There is hunger for political and economic change. In the US a fight for the Presidency between Donald Trump and Bernie Sanders is now a live possibility. And in the UK, today’s complacency might quickly fall away were Labour to choose a more adept leader from its Left – especially if the public were to be exposed to another 2008 style market failure. By failing to agitate for its better functioning, capitalism’s champions jeopardise that which they seek to protect.

And, perhaps even more importantly, they eschew the opportunity to advance the better world we would all like to see.

3 thoughts on “Why are we rowing about the Oxfam statistics?

  1. I’m not sure I understand how the data cited by Fraser Nelson does not show that the share of the world’s population living in poverty has declined substantially. The poverty line, of $1.90 a day, is set in international dollars, so the relative purchasing power of someone living in Malawi vs someone living in Monaco is already taken into account. Needless to say, the number of people in Europe living below this definition of the poverty line is de minimis.

    Following the link through to Max Roser’s fuller discussion of the data (http://ourworldindata.org/data/growth-and-distribution-of-prosperity/world-poverty) shows that not only is the share of the world’s population living in poverty declining rapidly, but the *absolute* number of people living in poverty is also declining – it is now around 1820s levels. This is despite the total population continuing to rise.

    As for why we should not be concerned by an increase in net indebtedness, one possible answer from Ben Southwood at the Adam Smith Institution is cited by Nelson as an addendum to his blog: “Having negative wealth may actually be a sign of prosperity, since only people with prospects can secure loans.” In other words, the reason people may appear to be getting poorer by Oxfam’s measure may in fact be a result of growing prosperity!

  2. Hi Jolyon,

    Here is my two pennies worth on the Oxfam statistics http://www.cgdev.org/blog/davos-dreaming-development-without-development

    Why (should we be) rowing about it? (or at least discussing it critically in a cordial and civilised manner….). I’d say because it matters. There is a tendency to give charities a free pass when it comes to robustness and evidence; to rely on the inherent morality of good intentions, and view scrutiny and criticism as unnecessary and hostile. This is not good for the accountability and effectiveness of the sector (….see Kids Company etc…).

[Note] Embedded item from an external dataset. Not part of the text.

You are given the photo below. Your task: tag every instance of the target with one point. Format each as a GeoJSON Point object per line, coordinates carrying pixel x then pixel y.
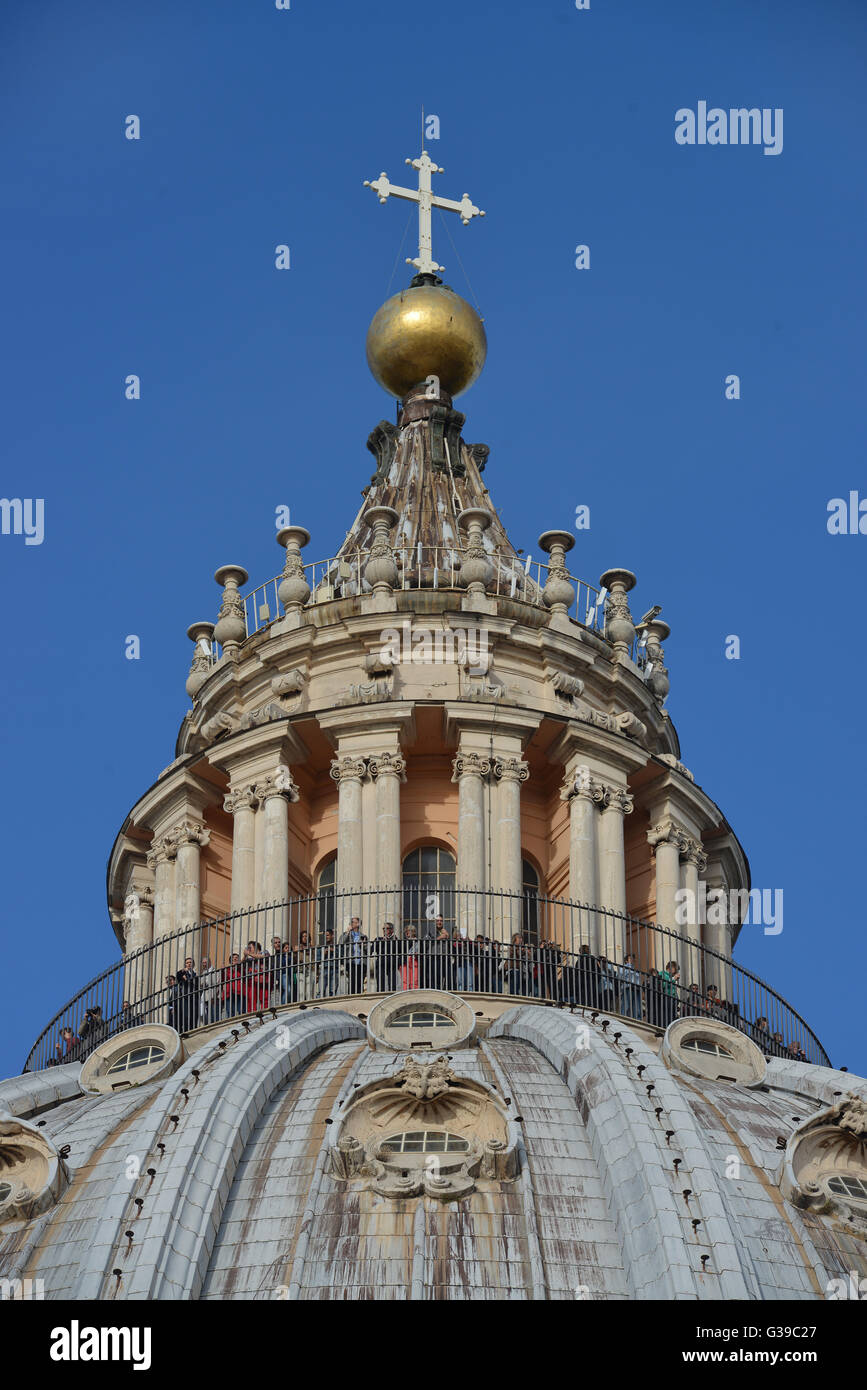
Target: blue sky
{"type": "Point", "coordinates": [602, 387]}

    And, as you say, we end up with an incoherent debate between those saying everything is just fine with global capitalism those who have jumped to the conclusion that it is the cause of all that is wrong in the world (Adam Lent also nails this: https://medium.com/keeping-stock/the-incoherence-of-the-inequality-debate-7e177a90058a#.5m3wv768s).

    Of course everything is not fine with global capitalism, but the temptation with getting tied to the ‘look, billionaires!’ approach as Oxfam has for three years in a row, is that you end up fixating on proposals to punish and constrain the apparent villains of the story (the ultra rich and the multinationals) rather than to effectively solve the problem of how to enable more people to benefit from capitalism (with the danger that you end up with policies that make the situation worse).

  3. If you think Oxfam’s had a free pass, you can’t have had your eyes open this last week. You should have a crack at someone other than a Charity for a change. Try Fraser’s piece for instance?